WTF? Lead in a power cord?

Is there really a significant amount of lead in the power cord of a DVD drive? There shouldn’t be.

Lead is hideously nasty stuff. The dose that will measurably lower a child’s IQ is measured in micrograms. Now maybe the lead that Toshiba warns about in the customer instructions Mike had such a good time making fun of is in nanograms, and is mentioned only because of California’s silly toxic substances law (another intitiative special).

But if not, then what’s lead doing in an ordinary power cord? “Wash hands after handling?” No, if there’s enough lead to matter in the power cord, throw the DVD drive away and never buy anything from that manufacturer again.

Update Duhhhhhh…A reader points out the obvious answer: solder. “Until very recently,” he reports, most electrical and electronic assemblies had milligrams, even grams, of lead in the form of solder.” But see Mike’s reply above for an alternative and more convincing answer: lead is used to stabliize the polyvinyl chloride — PVC used as insulation. A reader points out that most garden hoses are made of PVC, and a garden hose recently purchased from Sears carried a warning not to drink from it: a warning I would guess few children know about, let alone heed.

Mike is entirely right: the practice of throwing warnings about indiscriminately is bad for the public health. One the other hand, I’d like to know more than I do now about the quantitative relationships here: are we dealing with micrograms or nanograms? If it’s micrograms, then I’m not sure Mike is right that fire-safety considerations trump the toxic risk of lead

Second update Edited to get the units right; the relevant dosage is in the microgram range (single digits of micrograms per deciliter of blood) not the nanogram range. Perhaps if the lead had been taken out of gasoline in the 1930s rather than the 1980s I’d make fewer mistakes.

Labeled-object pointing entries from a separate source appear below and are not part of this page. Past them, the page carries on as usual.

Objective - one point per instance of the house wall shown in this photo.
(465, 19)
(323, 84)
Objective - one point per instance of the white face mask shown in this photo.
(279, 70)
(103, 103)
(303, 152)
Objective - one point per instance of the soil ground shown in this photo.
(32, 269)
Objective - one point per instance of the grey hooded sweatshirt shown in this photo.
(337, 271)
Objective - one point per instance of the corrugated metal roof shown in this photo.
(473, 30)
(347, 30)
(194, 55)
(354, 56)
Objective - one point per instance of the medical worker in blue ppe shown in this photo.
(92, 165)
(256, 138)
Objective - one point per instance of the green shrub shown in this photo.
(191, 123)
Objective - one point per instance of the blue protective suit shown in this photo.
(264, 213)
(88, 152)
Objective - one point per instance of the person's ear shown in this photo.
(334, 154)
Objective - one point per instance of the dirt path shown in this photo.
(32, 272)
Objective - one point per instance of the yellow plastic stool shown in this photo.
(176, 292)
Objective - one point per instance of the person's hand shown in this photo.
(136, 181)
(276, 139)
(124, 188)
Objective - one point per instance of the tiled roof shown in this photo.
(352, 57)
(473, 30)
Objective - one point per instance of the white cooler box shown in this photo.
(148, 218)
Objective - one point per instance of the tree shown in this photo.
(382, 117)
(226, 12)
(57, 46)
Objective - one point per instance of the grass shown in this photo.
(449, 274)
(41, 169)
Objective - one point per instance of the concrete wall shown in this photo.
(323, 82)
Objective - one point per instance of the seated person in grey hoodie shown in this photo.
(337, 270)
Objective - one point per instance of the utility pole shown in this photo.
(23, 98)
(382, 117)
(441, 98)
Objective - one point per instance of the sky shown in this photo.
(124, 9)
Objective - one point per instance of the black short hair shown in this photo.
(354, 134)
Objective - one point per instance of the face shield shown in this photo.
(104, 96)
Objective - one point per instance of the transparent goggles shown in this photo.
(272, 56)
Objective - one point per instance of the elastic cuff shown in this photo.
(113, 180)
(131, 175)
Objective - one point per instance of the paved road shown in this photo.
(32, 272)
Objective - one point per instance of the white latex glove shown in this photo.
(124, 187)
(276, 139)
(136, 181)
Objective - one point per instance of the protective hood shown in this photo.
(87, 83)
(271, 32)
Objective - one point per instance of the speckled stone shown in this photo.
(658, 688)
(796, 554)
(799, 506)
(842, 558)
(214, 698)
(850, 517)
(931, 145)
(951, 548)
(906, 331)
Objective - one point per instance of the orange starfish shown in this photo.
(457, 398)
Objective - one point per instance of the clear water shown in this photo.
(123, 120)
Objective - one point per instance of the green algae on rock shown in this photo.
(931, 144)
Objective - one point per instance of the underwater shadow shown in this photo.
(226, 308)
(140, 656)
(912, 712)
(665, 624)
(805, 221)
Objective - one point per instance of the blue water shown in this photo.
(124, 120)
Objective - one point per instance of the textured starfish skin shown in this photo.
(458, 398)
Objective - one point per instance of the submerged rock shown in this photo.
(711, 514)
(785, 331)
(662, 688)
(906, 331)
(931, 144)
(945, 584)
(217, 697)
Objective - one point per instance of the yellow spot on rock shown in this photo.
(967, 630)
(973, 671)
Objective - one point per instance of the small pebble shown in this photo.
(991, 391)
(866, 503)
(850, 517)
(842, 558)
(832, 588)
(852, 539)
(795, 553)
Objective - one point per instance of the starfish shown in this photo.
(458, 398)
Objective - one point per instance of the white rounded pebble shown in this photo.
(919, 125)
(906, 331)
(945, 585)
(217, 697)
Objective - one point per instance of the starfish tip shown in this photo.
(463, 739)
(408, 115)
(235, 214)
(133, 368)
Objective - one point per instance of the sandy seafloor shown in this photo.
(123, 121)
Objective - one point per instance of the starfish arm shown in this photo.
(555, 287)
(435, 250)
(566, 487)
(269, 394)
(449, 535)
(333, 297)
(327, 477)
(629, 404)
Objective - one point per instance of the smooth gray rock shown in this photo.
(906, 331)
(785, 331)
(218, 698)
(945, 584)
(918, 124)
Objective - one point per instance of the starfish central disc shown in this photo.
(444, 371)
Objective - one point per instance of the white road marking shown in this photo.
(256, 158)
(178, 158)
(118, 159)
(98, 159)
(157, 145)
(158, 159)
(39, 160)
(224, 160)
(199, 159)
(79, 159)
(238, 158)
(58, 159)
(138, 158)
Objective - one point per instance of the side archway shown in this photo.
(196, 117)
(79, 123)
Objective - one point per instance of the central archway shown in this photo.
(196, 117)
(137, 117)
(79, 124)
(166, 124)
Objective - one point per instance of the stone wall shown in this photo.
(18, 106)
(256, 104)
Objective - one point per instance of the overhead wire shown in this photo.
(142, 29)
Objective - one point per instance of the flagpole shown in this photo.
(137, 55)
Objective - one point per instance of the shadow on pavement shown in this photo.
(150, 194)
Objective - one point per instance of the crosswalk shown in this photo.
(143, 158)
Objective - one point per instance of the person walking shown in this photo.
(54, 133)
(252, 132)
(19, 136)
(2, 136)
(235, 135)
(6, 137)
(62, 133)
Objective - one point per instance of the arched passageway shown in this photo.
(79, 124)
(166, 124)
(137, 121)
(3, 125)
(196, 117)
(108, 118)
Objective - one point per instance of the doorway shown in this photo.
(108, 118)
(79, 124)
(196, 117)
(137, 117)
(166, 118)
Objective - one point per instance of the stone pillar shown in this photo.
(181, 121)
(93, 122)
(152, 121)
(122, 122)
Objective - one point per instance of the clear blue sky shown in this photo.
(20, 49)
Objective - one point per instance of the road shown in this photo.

Third update Another reader points out that garden hoses are now made of PVC [Yup, but not all, and not all lead-stabilized. Good advice here. —mo’h]

Uh-oh…

This is very bad news, except maybe for Chinese extreme outdoor down clothing factories. London is at the same latitude as southern Hudson’s Bay; Rome and Madrid are about as far north as New York. Without the Gulf Stream pumped-hot-water heating system, Europe would be a very different place. The world may be getting warmer generally, but if (a fair number of scientists are starting to say when) the Atlantic circulation stops, some important parts of it will go the other way, and dramatically so. Just to offer one example, all of France could easily find itself above the practical limit of cultivation of Vitis vinifera, the wine grape.

Of course the habitability of a small continent isn’t something we should have to bear any economic cost to prevent, certainly we wouldn’t betray our most fundamental national principles of big houses and cars for a bunch of foreigners. Anyway, they’ve been taking all that heat right from Florida for centuries and not paying us a cent for it. Defeatist talk about a carbon tax just encourages…encourages somebody bad, certainly, I’m sure it’s treasonous.

But you might want to take your kids to Europe sooner rather than later to be sure they don’t miss it.